LoLoPicker: Detecting Low Allelic-Fraction Variants in Low-Quality Cancer Samples

Jian Carrot-Zhang; Jacek Majewski

doi:10.1101/043612

Abstract

Summary We developed an efficient tool dedicated to call somatic variants from next generation sequencing (NGS) data with the help of a user-defined control panel of non-cancer samples. Compared with other methods, we showed superior performance of LoLoPicker with significantly improved specificity. The algorithm of LoLoPicker is particularly useful for calling low allelic-fraction variants from low-quality cancer samples such as formalin-fixed and paraffin-embedded (FFPE) samples.

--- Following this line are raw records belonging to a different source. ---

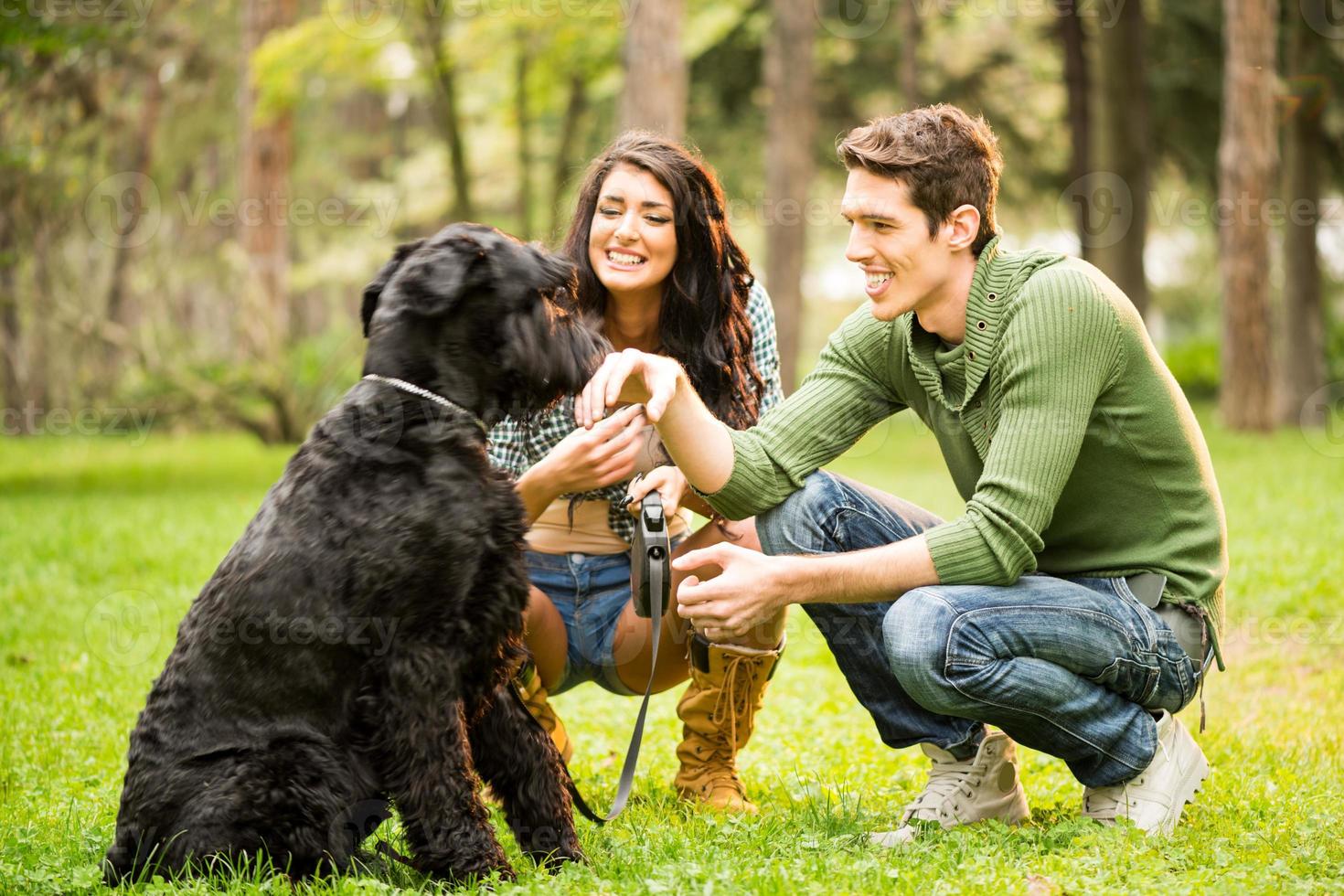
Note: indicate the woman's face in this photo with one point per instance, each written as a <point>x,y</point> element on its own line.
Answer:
<point>632,240</point>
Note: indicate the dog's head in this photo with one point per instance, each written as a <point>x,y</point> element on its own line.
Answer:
<point>481,317</point>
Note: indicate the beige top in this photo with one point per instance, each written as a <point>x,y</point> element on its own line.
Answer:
<point>592,532</point>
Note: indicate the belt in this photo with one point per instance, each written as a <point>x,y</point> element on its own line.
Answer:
<point>1189,627</point>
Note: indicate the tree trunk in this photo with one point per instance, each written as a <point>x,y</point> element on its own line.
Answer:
<point>11,336</point>
<point>789,164</point>
<point>1080,120</point>
<point>1304,321</point>
<point>1244,175</point>
<point>912,37</point>
<point>574,112</point>
<point>263,194</point>
<point>525,137</point>
<point>1121,154</point>
<point>443,74</point>
<point>140,160</point>
<point>656,76</point>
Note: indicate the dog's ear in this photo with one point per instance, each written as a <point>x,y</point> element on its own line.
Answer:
<point>549,272</point>
<point>375,288</point>
<point>555,271</point>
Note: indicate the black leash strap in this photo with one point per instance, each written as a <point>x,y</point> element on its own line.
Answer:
<point>632,753</point>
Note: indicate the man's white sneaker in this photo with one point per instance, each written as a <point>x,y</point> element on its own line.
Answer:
<point>964,792</point>
<point>1156,797</point>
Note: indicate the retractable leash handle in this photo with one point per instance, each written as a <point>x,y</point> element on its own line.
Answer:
<point>651,581</point>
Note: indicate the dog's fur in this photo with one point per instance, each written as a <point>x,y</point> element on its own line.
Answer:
<point>355,644</point>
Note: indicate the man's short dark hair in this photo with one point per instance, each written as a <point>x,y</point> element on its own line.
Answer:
<point>944,157</point>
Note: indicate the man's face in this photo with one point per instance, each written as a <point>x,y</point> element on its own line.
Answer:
<point>889,240</point>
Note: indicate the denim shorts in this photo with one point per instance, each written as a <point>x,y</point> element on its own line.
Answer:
<point>589,590</point>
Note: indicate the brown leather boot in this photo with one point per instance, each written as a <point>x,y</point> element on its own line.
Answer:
<point>718,713</point>
<point>534,698</point>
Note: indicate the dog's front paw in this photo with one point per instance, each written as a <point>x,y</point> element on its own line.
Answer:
<point>552,850</point>
<point>554,861</point>
<point>474,869</point>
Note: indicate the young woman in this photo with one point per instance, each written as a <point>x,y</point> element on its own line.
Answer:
<point>657,271</point>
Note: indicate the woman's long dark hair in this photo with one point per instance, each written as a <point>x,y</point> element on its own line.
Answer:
<point>703,320</point>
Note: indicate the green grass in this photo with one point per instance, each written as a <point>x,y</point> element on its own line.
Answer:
<point>103,546</point>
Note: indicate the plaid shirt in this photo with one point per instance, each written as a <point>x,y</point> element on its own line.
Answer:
<point>515,449</point>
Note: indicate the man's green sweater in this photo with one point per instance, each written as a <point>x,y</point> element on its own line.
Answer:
<point>1070,441</point>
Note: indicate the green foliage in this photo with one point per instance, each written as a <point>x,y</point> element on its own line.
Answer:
<point>106,526</point>
<point>1195,366</point>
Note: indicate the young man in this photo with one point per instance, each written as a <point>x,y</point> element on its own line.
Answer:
<point>1075,603</point>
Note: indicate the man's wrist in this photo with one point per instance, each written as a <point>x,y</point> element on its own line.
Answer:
<point>804,579</point>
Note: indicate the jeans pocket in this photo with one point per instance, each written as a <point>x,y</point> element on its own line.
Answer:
<point>1176,684</point>
<point>1132,680</point>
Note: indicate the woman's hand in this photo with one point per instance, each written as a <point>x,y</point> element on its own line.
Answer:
<point>588,460</point>
<point>668,483</point>
<point>629,377</point>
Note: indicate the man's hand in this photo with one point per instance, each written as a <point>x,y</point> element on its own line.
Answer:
<point>749,592</point>
<point>629,377</point>
<point>667,481</point>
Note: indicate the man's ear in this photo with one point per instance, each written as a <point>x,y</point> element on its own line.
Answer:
<point>964,223</point>
<point>375,288</point>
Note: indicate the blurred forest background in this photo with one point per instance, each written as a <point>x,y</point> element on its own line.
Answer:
<point>194,192</point>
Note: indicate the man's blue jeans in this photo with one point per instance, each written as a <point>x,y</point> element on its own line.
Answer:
<point>1069,667</point>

Implementation and Availability The main scripts are implemented in Python 2.7.8 and the package is released at https://github.com/jcarrotzhang/LoLoPicker.

Introduction

The detection of somatic mutations in tumors remains challenging. One of the major complexities is that variants with low allelic-fraction are commonly observed in tumor samples, and the difficulty of identifying those variants is magnified by the fact that sequencing technologies are still imperfect and errorprone. Moreover, technical artifacts, such as C to T and G to A transitions can arise from the formalin-fixation process and additional filters against FFPE-specific errors are required (Williams et al., 1999, Yost et al., 2012, Spencer et al., 2013).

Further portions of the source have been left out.